- Posted by Drew Epperley
- On August 17, 2011
- 1 Comments
- Designated Player, Features
Yesterday was a fairly busy day for Major League Soccer. They had two clubs in the CONCACAF Champions League, both of whom did very well at home. They signed a former US National team striker in Eddie Johnson, to which club he’ll end up with we will have to wait until tomorrow to find out.
And then there was this amendment to the Designated Player rule.
During a media call, MLS executive vice president Todd Durbin outlined the process by which teams receive a credit on their salary-budget charges if they sign younger players to DP contracts. Players age 20 or younger will count $150,000 against the per-team cap of $2.675 million rather than the regular hit of $335,000, and players 21-23 will count $200,000.
“If you look at it, our Designated Players are anywhere from mid to late 20s to early 30s,” said Durbin during the conference call. “We’re getting good players, veteran players and players with experience but we’ve been out of the market for young, promising players in this area.
“We’re hoping with this rule change we’ll tear down this last barrier of entry and bring in quality players at every place in their career and truly have the ability to get into the market of young players to be able to bring in and grow stars of the future for Major League Soccer.”
This new rule will take effect next season.
Teams will still be bound by the three DP maximum and will not be able to trade slots around to have more than three. That much is good.
In a way I love these new additions to the DP rule. It shows that a lot of MLS clubs want to go after young talent overseas. We’ve already seen two clubs do that this year with FC Dallas and the New England Revolution signing very young DPs.
But what I don’t like about this rule change is that current players in this league or any other in the US cannot be signed using this mechanism. Sure the league doesn’t want teams to sign a home grown or Generation adidas player to this, that’s fine, those systems are in place for a reason. But say a kid like Luis Gil or even a Brek Shea could not be given a DP tag, even though both meet the age requirements for this rule change. Teams can go out and snag a young kid from a foreign league though, like say a Josh Gatt, a player that has been making loads of headlines in Europe already this season.
So rather than giving the clubs an incentive to keep the quality players that they have developed, the league is putting greater emphases on signing talent from outside the league. Hey, at least this time around it is to sign attractive young talent.

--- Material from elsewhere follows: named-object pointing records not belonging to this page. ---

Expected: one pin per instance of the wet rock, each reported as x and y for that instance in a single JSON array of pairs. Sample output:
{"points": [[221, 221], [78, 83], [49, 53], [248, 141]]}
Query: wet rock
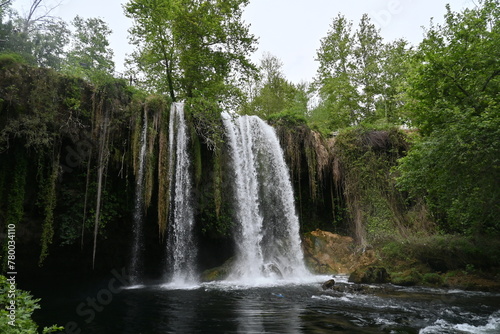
{"points": [[329, 253], [218, 273], [328, 284], [370, 275], [407, 278]]}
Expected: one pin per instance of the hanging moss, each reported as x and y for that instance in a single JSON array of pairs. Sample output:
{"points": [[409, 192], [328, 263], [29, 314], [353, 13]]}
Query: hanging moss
{"points": [[155, 106], [15, 197], [364, 158], [47, 195], [163, 177], [217, 180]]}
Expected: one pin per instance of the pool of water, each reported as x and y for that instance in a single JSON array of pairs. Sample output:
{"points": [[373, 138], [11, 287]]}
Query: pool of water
{"points": [[266, 307]]}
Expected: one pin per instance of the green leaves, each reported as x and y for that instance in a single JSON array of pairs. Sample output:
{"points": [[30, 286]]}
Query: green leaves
{"points": [[359, 77], [191, 49], [90, 56], [453, 99]]}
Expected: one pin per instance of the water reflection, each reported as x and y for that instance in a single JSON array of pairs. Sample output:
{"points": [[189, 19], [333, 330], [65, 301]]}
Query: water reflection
{"points": [[264, 311]]}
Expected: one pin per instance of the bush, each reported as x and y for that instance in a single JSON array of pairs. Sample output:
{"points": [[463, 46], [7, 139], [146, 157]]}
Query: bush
{"points": [[25, 306]]}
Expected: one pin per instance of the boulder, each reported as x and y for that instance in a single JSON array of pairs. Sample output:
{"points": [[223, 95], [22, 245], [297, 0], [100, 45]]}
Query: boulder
{"points": [[328, 284], [329, 253], [218, 273], [370, 275]]}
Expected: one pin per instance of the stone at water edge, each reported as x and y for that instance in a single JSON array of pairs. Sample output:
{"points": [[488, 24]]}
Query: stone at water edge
{"points": [[329, 253], [370, 275]]}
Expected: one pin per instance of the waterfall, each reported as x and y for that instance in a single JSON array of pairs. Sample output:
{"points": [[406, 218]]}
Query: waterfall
{"points": [[181, 248], [137, 249], [267, 234]]}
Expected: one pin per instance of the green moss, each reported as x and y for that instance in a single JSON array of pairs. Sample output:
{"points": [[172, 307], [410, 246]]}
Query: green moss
{"points": [[432, 279], [47, 198], [16, 196]]}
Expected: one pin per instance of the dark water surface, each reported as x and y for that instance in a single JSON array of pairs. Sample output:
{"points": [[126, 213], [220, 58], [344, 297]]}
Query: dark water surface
{"points": [[270, 308]]}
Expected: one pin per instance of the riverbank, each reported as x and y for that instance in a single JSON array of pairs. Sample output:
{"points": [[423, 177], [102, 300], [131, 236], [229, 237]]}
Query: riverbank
{"points": [[438, 261]]}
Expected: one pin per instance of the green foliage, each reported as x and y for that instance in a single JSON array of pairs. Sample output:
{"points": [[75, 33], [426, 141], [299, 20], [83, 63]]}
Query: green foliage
{"points": [[287, 118], [90, 56], [191, 49], [16, 196], [25, 306], [47, 198], [455, 103], [10, 59], [365, 159], [272, 94], [442, 253]]}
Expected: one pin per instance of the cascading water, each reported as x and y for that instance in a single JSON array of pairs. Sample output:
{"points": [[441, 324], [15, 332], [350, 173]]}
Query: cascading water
{"points": [[267, 236], [137, 249], [181, 248]]}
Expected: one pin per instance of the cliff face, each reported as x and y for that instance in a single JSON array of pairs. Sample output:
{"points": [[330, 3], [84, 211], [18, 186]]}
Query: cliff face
{"points": [[69, 156]]}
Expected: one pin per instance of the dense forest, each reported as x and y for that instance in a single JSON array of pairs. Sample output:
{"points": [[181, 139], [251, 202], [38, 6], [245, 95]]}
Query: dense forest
{"points": [[395, 145]]}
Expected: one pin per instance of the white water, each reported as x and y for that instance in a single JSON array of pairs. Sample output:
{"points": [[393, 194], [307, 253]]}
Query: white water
{"points": [[137, 248], [267, 234], [181, 248]]}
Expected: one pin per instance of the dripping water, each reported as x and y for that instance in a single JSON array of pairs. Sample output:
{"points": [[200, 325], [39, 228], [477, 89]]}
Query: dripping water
{"points": [[181, 248], [267, 234]]}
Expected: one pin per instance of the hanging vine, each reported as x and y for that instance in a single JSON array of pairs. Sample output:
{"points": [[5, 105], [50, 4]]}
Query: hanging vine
{"points": [[163, 180], [102, 120], [48, 200], [15, 198]]}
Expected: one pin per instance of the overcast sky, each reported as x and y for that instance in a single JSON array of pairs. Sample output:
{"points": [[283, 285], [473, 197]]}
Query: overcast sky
{"points": [[288, 29]]}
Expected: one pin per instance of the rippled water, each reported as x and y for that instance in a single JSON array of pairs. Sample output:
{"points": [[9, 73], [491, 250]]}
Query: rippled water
{"points": [[269, 307]]}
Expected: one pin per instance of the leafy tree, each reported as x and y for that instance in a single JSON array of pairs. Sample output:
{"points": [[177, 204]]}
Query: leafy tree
{"points": [[273, 94], [192, 49], [48, 44], [368, 69], [335, 74], [360, 78], [90, 56], [396, 63], [38, 37], [454, 101]]}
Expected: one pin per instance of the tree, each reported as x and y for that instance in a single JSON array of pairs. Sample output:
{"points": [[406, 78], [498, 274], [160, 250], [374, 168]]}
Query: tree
{"points": [[90, 55], [368, 69], [359, 78], [396, 63], [273, 93], [38, 37], [192, 49], [454, 101], [335, 75]]}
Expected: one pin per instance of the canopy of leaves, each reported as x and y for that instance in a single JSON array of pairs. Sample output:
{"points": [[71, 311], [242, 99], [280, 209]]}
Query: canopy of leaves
{"points": [[359, 77], [454, 100], [191, 49]]}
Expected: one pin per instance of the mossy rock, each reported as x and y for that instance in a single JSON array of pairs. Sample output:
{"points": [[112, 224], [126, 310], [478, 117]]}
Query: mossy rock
{"points": [[433, 279], [406, 278], [370, 275]]}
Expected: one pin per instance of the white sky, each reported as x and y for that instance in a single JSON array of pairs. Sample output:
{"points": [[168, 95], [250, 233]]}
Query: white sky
{"points": [[288, 29]]}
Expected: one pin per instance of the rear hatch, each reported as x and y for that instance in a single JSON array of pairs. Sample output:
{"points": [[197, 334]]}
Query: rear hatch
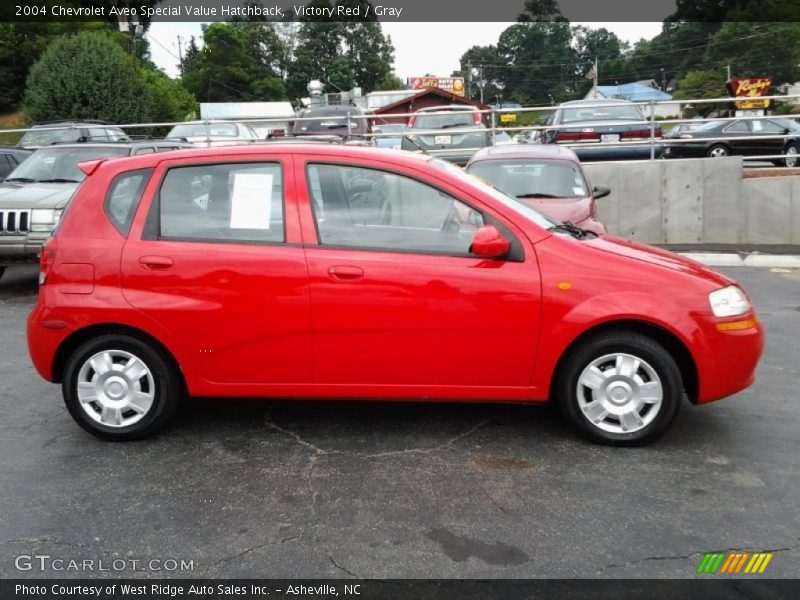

I do see this rule changing a lot of the ways that some teams operate their budgets for next season. Teams that we wouldn’t normally expect to sign a DP like a Chivas USA, a San Jose Earthquakes or a Columbus Crew may be more inclined to go out and sign a couple young players to this new rule. Its less of a gamble than taking a DP that is a little older, like what Dallas did with Denilson a while back.
Where does this rule change really come from? In a way it has been worked on for a while but I wouldn’t be at all shocked if a lot of it had to do with the signing of Freddy Adu. See, had he not left MLS back in 2007, he wouldn’t be eligible for this new rule. But since he came back to the league from a foreign league, he falls right into it for next year.